D’autre part, le prince de Metternich, dont la politique était des plus équivoques, — puisque, partisan décidé de toutes les interventions, comme il l’avait montré à Naples l’année précédente, il ne cherchait à empêcher la nôtre en Espagne que par esprit d’opposition à la France, — variait habilement son langage, suivant qu’il s’adressait à l’empereur Alexandre ou à la légation française[1]. « Nul doute, disait-il à l’empereur, qu’une intervention en Espagne ne soit nécessaire ; il faudrait être téméraire pour s’y opposer ; mais toute la question est de savoir qui la fera. Or, il semble de la dernière évidence que cette intervention ne peut avoir lieu par les troupes françaises. La guerre n’est point populaire en France ; toutes les idées de la partie sérieuse de la nation sont à la paix.
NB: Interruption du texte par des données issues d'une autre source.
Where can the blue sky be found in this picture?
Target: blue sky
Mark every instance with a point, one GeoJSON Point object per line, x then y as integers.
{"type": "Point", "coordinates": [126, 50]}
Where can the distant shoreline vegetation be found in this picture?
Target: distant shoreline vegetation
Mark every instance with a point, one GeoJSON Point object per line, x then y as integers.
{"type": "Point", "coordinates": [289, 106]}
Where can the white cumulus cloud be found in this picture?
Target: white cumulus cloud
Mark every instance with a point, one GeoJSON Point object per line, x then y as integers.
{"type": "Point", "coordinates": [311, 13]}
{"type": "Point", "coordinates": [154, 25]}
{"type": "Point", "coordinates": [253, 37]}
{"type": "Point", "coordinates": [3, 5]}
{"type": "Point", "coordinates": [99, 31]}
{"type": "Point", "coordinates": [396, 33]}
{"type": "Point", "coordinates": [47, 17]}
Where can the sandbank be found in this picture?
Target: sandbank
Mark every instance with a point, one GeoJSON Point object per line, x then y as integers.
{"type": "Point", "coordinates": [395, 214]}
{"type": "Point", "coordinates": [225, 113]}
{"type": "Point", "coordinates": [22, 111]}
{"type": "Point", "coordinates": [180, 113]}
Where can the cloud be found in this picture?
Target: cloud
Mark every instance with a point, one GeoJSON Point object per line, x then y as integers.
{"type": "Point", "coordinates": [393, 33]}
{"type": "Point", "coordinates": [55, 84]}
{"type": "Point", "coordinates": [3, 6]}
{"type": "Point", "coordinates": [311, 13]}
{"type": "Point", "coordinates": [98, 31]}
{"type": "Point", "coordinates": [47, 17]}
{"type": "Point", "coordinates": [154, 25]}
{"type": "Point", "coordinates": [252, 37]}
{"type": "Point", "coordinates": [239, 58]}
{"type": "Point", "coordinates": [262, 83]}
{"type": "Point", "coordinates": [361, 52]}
Leurs finances sont à peine rétablies de toutes les contributions ruineuses qu’ils ont été forcés de payer… Voyez, d’ailleurs, l’opinion du véritable chef du cabinet français, M. de Villèle ; elle est toute à la paix. Ici, les plénipotentiaires français s’étudient en vain à découvrir la pensée de leur cabinet : à Paris, du moins, on sait ce que l’on veut. Et puis, quels engagemens sérieux, ajoutait-il, la France pourrait-elle prendre vis-à-vis des puissances ? Comment parlerait-elle de guerre, quand son armée est infectée par l’esprit révolutionnaire et que le signal du combat serait peut-être pour ses troupes le signal de la désertion ? Comment pourrait-elle s’engager dans une expédition aussi coûteuse, en face de la volonté toujours incertaine et malhabile des Chambres et en particulier de la seconde, dont un renouvellement partiel peut changer la majorité ? Mais supposons toutes ces difficultés écartées, l’armée marchant avec obéissance et ensemble, la révolution espagnole vaincue, Ferdinand rétabli sur son trône, ne pourrait-il pas se faire alors que la France, enivrée par ses récentes victoires, sentît réveiller en elle ses anciennes idées de conquêtes et, après avoir combattu pour la bonne cause, n’entreprît des guerres injustes ? »

Après avoir ainsi tenu en éveil l’esprit toujours un peu ombrageux d’Alexandre, M. de Metternich se tournait vers la légation

  1. Journal de M. de Bois-le-Comte sur le Congrès de Vérone.